Syntax Highlight 'script:' blocks as scripts
It would be extremely helpful to have script and shell blocks syntax highlighted in the proper language rather than as string literals.
Expected Behavior
Multi-line strings at the end of a process, those within an if block, and those marked as script: or shell: should have syntax highlighting matching their language. Without any label, these should be highlighted as a shell script, but a shebang would change the highlighting of that block to match the indicated language (e.g. a block starting with #!/usr/bin/env perl would receive Perl syntax highlighting). In the case of a shell block, the ! variable placeholder should receive variable highlighting distinct from the target language.
Current Behavior
End-process strings, script blocks and shell blocks are all highlighted as string literals. The only highlighting that takes place within these blocks occurs when using curly bracket variable syntax (i.e. ${var}). No distinction is made at all for the ! variable placeholder regardless of curly brackets.
Possible Implementation
A short-term fix would be to replace multi-line strings with shellscript as an embedded language. This would impede the use of multi-line strings elsewhere, but IMHO this tradeoff is worth it. This wouldn't allow for changing the language based on shebang, though.
In the longer-term, semantic highlighting might be able to highlight blocks according to shebang, and parse which are simple multi-line strings and which are code.
I don't know how/if DSL2 affects this behavior.
Came here to make the same issue after seeing this twitter post (and this thread below it).
Hey Phil! Not sure if what I did will apply to you, but I followed the steps outlined in the section “Injection grammars” in this guide.
I created the TCSS grammar that you can see here: https://github.com/Textualize/tcss-vscode-extension/tree/main/syntaxes And then I created the
python.injection.jsongrammar that hooks the TCSS grammar into Python.
I've wanted this feature for years but never realised that it was a possibility until now.
I'm the OP of the linked Twitter post. Just wanted to say I'm available to give some pointers, if needed, but I'm not an expert on these matters. I essentially just followed the instructions in the extension guide that was also linked above :)
https://github.com/edmundmiller/nextflow-mode/issues/15#issuecomment-1908401982
Might work with https://marketplace.visualstudio.com/items?itemName=ms-vscode.anycode 🤔
Also would give Nextflow support for Zed @mashehu
I gave this a try a few months ago using tree sitter in neovim (so a little outside the scope of this repo), and it worked perfectly. It was just hacked together, but I think that route would be a good one if support beyond VScode is of interest.
Before:
After:
That would still be useful for a nextflow neovim plugin. Not sure how those work. We have a vim plugin but I'm guessing the neovim plugin needs to be separate because of vimscript vs Lua.

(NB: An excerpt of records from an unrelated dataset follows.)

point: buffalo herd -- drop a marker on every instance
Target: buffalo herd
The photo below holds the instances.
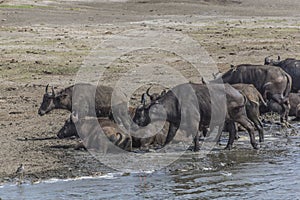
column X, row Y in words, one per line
column 101, row 117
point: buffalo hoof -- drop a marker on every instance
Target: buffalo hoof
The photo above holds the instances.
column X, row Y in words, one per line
column 261, row 140
column 196, row 148
column 228, row 147
column 255, row 146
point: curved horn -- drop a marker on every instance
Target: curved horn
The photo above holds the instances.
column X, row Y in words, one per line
column 147, row 91
column 268, row 60
column 53, row 93
column 46, row 90
column 143, row 99
column 163, row 92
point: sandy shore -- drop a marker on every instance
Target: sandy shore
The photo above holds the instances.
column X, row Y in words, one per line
column 47, row 41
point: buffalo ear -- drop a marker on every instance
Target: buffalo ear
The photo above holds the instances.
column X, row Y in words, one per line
column 74, row 117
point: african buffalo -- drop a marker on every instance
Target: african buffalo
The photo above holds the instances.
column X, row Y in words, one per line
column 254, row 100
column 271, row 82
column 154, row 96
column 191, row 106
column 87, row 100
column 143, row 142
column 290, row 66
column 101, row 134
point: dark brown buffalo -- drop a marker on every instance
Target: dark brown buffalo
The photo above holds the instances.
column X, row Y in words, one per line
column 101, row 134
column 87, row 100
column 271, row 82
column 143, row 138
column 190, row 107
column 254, row 100
column 290, row 66
column 294, row 99
column 154, row 96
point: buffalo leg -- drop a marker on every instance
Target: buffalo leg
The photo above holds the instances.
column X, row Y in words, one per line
column 171, row 133
column 232, row 133
column 196, row 142
column 246, row 123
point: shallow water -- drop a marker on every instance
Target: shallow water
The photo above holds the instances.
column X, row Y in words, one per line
column 273, row 172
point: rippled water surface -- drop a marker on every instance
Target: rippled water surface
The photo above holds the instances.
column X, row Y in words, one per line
column 273, row 172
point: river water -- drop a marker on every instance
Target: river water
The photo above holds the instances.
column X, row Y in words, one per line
column 273, row 172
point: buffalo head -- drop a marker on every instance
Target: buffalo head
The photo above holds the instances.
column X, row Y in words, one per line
column 68, row 130
column 52, row 101
column 154, row 96
column 269, row 61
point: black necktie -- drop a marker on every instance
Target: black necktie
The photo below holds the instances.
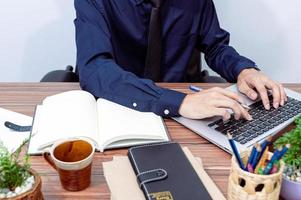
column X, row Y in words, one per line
column 153, row 55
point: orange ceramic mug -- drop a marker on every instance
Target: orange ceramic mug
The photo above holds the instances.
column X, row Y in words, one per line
column 72, row 159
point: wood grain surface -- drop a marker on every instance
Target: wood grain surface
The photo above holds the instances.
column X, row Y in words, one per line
column 23, row 97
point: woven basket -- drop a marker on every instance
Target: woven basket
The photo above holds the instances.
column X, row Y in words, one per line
column 249, row 186
column 35, row 192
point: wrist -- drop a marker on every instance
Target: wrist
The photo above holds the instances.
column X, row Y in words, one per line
column 247, row 71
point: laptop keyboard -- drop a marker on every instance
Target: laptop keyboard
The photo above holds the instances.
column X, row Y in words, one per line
column 244, row 131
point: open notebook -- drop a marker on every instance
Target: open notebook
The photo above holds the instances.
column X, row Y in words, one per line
column 77, row 114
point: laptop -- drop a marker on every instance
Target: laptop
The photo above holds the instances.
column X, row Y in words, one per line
column 247, row 133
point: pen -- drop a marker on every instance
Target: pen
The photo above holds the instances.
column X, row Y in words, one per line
column 269, row 166
column 251, row 156
column 197, row 89
column 256, row 155
column 236, row 154
column 263, row 148
column 283, row 151
column 17, row 127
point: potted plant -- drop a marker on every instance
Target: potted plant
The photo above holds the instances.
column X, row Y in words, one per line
column 17, row 180
column 291, row 184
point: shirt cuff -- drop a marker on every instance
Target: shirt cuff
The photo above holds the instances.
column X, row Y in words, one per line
column 169, row 103
column 244, row 65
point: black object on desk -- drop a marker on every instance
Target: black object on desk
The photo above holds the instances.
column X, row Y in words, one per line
column 164, row 172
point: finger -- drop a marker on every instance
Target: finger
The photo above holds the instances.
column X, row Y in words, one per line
column 222, row 112
column 228, row 93
column 247, row 90
column 275, row 91
column 237, row 109
column 283, row 96
column 263, row 94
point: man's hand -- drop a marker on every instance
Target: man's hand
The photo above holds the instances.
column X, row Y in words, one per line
column 212, row 102
column 253, row 83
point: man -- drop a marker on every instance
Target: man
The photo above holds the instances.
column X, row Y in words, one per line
column 112, row 57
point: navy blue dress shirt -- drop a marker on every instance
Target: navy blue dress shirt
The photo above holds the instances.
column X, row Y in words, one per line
column 111, row 38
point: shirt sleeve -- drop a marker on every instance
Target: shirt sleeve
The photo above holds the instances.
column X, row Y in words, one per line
column 213, row 41
column 100, row 75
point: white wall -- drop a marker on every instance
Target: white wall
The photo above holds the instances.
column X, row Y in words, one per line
column 267, row 31
column 37, row 36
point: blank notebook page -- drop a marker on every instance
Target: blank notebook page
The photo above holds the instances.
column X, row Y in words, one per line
column 119, row 121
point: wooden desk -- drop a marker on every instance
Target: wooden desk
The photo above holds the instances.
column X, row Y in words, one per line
column 23, row 97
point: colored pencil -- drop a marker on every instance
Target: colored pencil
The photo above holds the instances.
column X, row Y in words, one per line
column 235, row 151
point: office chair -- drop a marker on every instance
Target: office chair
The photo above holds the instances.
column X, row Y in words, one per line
column 193, row 75
column 66, row 75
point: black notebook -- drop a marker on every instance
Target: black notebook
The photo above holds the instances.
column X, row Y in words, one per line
column 164, row 172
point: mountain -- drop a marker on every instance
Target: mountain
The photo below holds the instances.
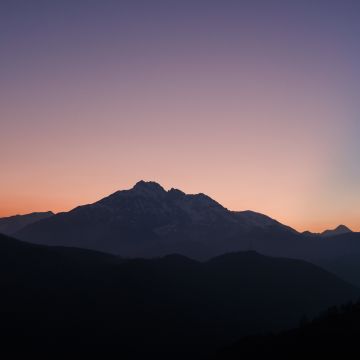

How did you detect and handle the string interpolation? It looks like the interpolated variables i.e. $sc2rf_dir are just not highlighted, which seems reasonable
For reference VS Code is exploring using tree-sitter https://github.com/microsoft/vscode/issues/210475
The thing is that if the language server supports semantic highlighting then tree-sitter isn't needed. But we'll have to see about the performance impact of semantic highlighting. If it's expensive then users might want to disable it, in which case they might prefer to fall back to tree-sitter instead of the TextMate grammar, since I'm guessing tree-sitter will be more accurate.
I'd also like to see the complexity of the tree-sitter grammar vs the TextMate grammar.